Anglican leader Justin Welby, as well as Christian persecution watchdog groups, have warned that U.K. government policies on granting asylum are discriminating against Christians who are avoiding entering formal refugee camps populated by Sunni Muslims amid fears of attacks by Islamic radicals.
"As countries like the U.K. debate how to deal with the refugee crisis, the Archbishop of Canterbury has said that their policy will discriminate against Christians. The policy takes those who are in camps, but many Christians fearing discriminant, violence, and intimidation have not been willing to enter formal camps that are largely populated by Sunni Muslims," International Christian Concern said in a statement shared with The Christian Post.
The statement reflects concerns raised by Welby, who according to The Telegraph, warned British Prime Minister David Cameron last week that the refugee policy is discriminating against Christians.
Welby told the House of Lords that "within the camps there is significant intimidation and radicalization, and many, particularly of the Christian population, who have been forced to flee are unable to be in the camps."
Concerns are that Christians will not be among the 20,000 refugees coming over to the U.K. over the next five years, because they are refusing to join the formal camps.
Welby pressed: "What is the government's policy of reaching out to those who are not actually in the camps?"
Welby's predecessor, Lord Carey, also echoed those concerns, saying that Christians will again be left "at the bottom of the heap."
"Mr. Cameron's policy inadvertently discriminates against the very Christian communities most victimised by the inhuman butchers of the so-called Islamic State," Carey wrote.
"Christians are not to be found in the U.N. camps because they have been attacked and targeted by Islamists and driven from them. They are seeking refuge in private homes, church buildings and with neighbours and family."

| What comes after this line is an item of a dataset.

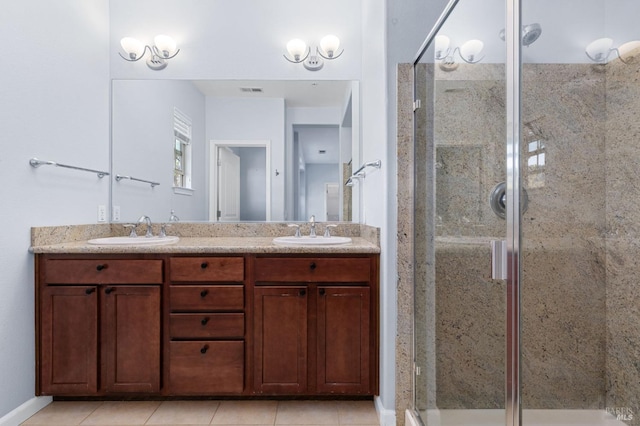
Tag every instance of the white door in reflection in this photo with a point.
(229, 185)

Over 4 million Syrians have fled their war-torn country over the past four years, and have been hoping to be relocated to Europe and other Western states.
Religious questions have swirled around countries' refugee policies, however, with the government of Slovakia, for instance, announcing it will accommodate Christian refugees, but will turn away Muslims.
There has been notable controversy in Australia as well, with Sydney's Catholic Archbishop Anthony Fisher asking that Syrian Christian refugees be given priority over all others.
Fisher noted that "other groups are also suffering badly and being persecuted, but many Syrian Christians have relatives and a cultural affinity in Australia and we should be honouring those ties and connections."
Such suggestions were slammed by Australia's grand mufti and highest Sunni authority, Ibrahim Abu Mohamed, who said that they were "discriminatory."
"When it comes to catastrophes such as these we should be prioritising human beings rather than prioritizing a certain religion," Mohamed argued.